In a society where transgender persons are treated as outcasts, Karachi’s Nisha Rao is hell-bent on fighting people’s discriminatory and harsh perceptions by pursuing higher education.
Rao, a lawyer and activist, has become’s Pakistan’s first transgender student to have been granted admission into an MPhil programme to study law. She will be doing her LLM degree from the University of Karachi.
The activist was also the first Pakistani transgender person to have obtained a law degree from the Sindh Muslim Government Law College in 2020.
In an exclusive interview with Geo.tv, Rao expressed happiness over being admitted to an MPhil programme as the first transgender person. “I had been very worried for two months. I took the exam in June this year, but was informed just four days ago that I had gotten admission,” she said.
Nisha explained that a two-year LLM degree is equivalent to an MPhil degree and confirmed that it will be the first time a transgender person will attempt to get the degree.
According to Nisha, KU Vice-Chancellor Prof Dr Khalid Iraqi says that KU is the first university in Pakistan to award an LLM degree to a transgender individual.
The fight for higher education
It is very difficult for a transgender person to get an education in Pakistan due to a lack of resources, Rao shared, explaining that education institutes don’t admit people of her community and there is no quota system for them.
“I have paid a fee of Rs104,000 for one semester for LLM, which shows how impossible an idea it is for transgender persons — who mostly beg on the streets — to be able to pay for higher education,” she commented.
She said that this is where the challenges start for transgender people: should they beg or complete their education? Transgender persons, she said, can’t make up their minds about their education because it is so expensive. Nisha also pointed out that it would cost her over Rs400,000 to complete her LLM degree.
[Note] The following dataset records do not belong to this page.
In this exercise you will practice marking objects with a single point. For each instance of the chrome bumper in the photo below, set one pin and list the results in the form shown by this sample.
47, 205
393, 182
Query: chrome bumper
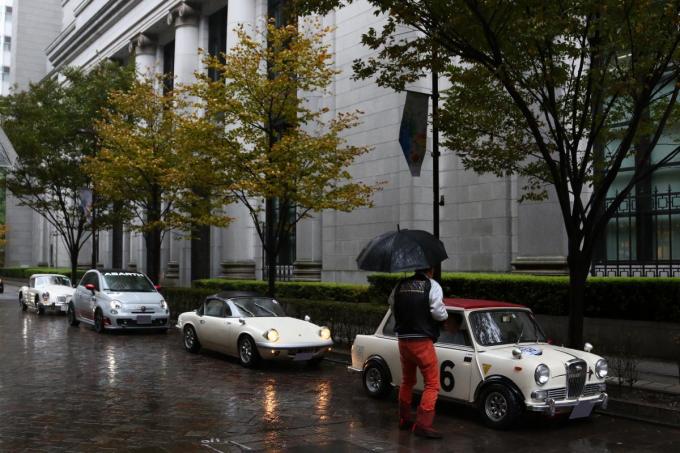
551, 406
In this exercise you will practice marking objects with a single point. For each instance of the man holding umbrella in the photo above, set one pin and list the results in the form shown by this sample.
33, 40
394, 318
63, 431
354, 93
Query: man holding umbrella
417, 304
418, 307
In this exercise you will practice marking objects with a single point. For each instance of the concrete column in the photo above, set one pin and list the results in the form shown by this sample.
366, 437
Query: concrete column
238, 240
186, 18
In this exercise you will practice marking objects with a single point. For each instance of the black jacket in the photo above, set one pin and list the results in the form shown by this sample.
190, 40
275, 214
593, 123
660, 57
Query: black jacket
412, 309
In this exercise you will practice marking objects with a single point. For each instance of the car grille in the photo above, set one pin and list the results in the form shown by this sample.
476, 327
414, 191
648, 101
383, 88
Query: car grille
591, 389
576, 377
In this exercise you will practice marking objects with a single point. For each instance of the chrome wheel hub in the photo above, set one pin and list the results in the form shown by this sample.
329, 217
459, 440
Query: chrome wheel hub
496, 406
374, 380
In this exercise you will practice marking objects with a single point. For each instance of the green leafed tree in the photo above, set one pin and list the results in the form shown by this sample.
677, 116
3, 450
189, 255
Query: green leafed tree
51, 127
148, 167
276, 150
562, 93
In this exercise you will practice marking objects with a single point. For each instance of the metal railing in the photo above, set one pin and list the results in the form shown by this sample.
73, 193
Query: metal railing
639, 238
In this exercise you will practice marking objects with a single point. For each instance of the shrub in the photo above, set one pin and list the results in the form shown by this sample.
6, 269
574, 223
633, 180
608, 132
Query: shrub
652, 299
343, 292
345, 320
26, 272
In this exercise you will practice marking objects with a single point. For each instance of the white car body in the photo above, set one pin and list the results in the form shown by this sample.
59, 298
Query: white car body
467, 369
51, 292
222, 325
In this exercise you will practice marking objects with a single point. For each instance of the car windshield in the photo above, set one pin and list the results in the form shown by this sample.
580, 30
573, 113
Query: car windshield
494, 327
258, 307
58, 280
127, 282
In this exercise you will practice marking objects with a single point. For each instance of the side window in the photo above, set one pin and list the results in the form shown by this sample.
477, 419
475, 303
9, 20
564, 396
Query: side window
214, 308
454, 331
388, 328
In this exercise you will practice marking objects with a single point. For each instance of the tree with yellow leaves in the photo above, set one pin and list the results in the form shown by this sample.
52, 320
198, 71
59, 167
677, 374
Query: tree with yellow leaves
148, 166
278, 147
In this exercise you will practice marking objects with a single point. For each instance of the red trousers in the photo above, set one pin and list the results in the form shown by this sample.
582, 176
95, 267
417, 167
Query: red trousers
419, 353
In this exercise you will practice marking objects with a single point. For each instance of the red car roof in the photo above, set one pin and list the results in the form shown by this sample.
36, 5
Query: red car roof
472, 304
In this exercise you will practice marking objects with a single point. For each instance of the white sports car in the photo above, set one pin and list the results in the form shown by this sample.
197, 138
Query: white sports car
495, 356
252, 328
46, 292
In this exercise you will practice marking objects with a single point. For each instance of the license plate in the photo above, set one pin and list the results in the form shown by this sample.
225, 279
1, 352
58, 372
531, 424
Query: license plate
582, 409
304, 356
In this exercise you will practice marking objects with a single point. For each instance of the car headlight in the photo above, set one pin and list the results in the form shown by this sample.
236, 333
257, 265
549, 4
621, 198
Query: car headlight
601, 368
325, 333
272, 335
542, 374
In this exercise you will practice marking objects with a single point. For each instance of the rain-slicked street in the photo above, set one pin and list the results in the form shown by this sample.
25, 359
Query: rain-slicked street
69, 389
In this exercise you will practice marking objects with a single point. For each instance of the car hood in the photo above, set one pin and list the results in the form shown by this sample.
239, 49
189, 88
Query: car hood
145, 298
554, 356
290, 330
57, 290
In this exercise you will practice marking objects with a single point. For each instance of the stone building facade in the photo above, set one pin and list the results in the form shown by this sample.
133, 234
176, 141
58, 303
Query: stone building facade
482, 224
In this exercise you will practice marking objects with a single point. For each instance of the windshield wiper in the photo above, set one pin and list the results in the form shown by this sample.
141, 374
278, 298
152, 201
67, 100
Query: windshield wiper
265, 309
241, 307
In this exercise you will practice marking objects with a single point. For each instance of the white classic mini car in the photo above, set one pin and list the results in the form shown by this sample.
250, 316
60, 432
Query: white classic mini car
252, 327
50, 292
492, 355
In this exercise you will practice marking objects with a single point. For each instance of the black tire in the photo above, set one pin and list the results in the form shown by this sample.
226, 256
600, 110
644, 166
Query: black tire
71, 313
191, 342
99, 321
499, 406
376, 380
39, 307
247, 352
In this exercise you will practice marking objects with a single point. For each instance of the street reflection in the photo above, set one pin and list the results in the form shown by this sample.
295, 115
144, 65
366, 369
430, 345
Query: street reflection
323, 399
111, 364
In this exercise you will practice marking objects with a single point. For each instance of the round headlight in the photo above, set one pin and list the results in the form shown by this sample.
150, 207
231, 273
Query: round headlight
272, 335
325, 333
601, 368
542, 374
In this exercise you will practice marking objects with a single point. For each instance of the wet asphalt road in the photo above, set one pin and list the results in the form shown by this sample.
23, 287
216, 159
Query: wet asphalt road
69, 389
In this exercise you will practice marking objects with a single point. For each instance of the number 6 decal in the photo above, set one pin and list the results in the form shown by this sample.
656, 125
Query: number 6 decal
446, 376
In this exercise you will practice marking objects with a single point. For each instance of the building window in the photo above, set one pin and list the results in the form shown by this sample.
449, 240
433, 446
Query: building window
217, 37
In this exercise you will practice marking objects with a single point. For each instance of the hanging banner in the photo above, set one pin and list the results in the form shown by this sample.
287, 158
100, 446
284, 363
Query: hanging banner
413, 130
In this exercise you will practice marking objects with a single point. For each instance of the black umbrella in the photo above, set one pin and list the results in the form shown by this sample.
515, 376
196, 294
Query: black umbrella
402, 250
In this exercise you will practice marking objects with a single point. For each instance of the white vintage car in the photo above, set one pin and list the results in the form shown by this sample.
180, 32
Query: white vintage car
492, 355
252, 327
50, 292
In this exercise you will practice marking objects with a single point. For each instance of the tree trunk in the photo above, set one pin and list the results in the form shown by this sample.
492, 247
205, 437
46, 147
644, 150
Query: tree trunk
270, 247
578, 274
73, 255
153, 255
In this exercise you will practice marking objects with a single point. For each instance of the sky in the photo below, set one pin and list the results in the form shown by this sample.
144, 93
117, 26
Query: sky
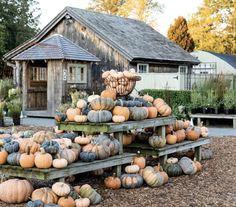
172, 9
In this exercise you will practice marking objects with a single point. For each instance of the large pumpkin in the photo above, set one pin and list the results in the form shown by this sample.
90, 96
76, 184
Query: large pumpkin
108, 93
99, 116
187, 166
102, 104
44, 194
131, 180
86, 191
152, 178
121, 111
157, 141
15, 191
138, 113
71, 113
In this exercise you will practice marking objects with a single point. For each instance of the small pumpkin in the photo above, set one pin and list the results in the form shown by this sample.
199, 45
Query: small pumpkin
27, 159
112, 182
121, 111
157, 141
99, 116
171, 138
108, 93
82, 202
80, 118
87, 156
61, 189
131, 180
139, 160
81, 103
43, 160
15, 191
102, 104
132, 169
3, 156
86, 191
44, 194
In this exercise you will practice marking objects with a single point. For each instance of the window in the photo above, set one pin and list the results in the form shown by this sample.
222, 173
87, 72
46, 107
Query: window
77, 73
39, 74
143, 68
183, 69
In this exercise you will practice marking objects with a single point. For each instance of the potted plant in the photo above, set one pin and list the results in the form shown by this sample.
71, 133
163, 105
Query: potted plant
14, 111
229, 101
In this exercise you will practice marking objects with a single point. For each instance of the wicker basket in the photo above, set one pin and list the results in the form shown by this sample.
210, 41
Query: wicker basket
122, 85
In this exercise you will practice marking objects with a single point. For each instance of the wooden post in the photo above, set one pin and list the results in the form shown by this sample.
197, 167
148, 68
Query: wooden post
119, 136
197, 153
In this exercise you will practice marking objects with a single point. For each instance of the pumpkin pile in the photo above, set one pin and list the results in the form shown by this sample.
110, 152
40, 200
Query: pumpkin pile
46, 149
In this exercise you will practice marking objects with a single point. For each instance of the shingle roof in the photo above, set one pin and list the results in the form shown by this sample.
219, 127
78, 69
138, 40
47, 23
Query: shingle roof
56, 47
230, 59
135, 38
Nisha added that she had also bought a scooty for Rs 170,000 so she could go to the university easily.
She lamented that there are no scholarships for transgender persons either.
The activist clarified that she wasn’t asking for a scholarship for herself, but that it would be better for universities to offer scholarships to transgender persons so that they don’t have to beg.
“Don’t they know what our livelihood is?” she asked, adding that while she herself does not seek a discount on the fee, she wants the government to allow such discounts to transgender individuals who want to study and are in need.
She said that the attitude of the administration in the university was good and cooperative with her and that the varsity even gave her a congratulatory call when she got her admission.
When Nisha was asked if she was afraid that people would harass or bully her, she confidently replied that it all depends on someone’s personality.
“If a transgender person speaks well, puts on less make-up, walks properly and stays confident, people won’t bother them,” she said, adding that she had still had never faced such unpleasant situations.
Should encourage transgender persons to become active citizens: KU VC
Karachi University Vice-Chancellor Prof Dr Khalid Iraqi told Geo.tv that society should encourage transgender people to become active citizens.
He said that the decision to admit Nisha Rao was taken at a meeting of the Board of Advanced Studies and Research (BASR).
A dean who attended the meeting told Jang that Rao had low marks in her test, but given her interest in the rights of transgender people and in higher education, she was exclusively allowed to pursue an MPhil in law.
When Iraqi was asked whether a transgender person would be considered for a teaching job at the varsity if they applied, he said the decision would depend on the selection committee.
The KU VC said that any student can contact the financial aid office of the university for scholarships.
Asked about the university’s policy to protect transgender persons from bullying, he said action would be taken against such people in accordance with the law.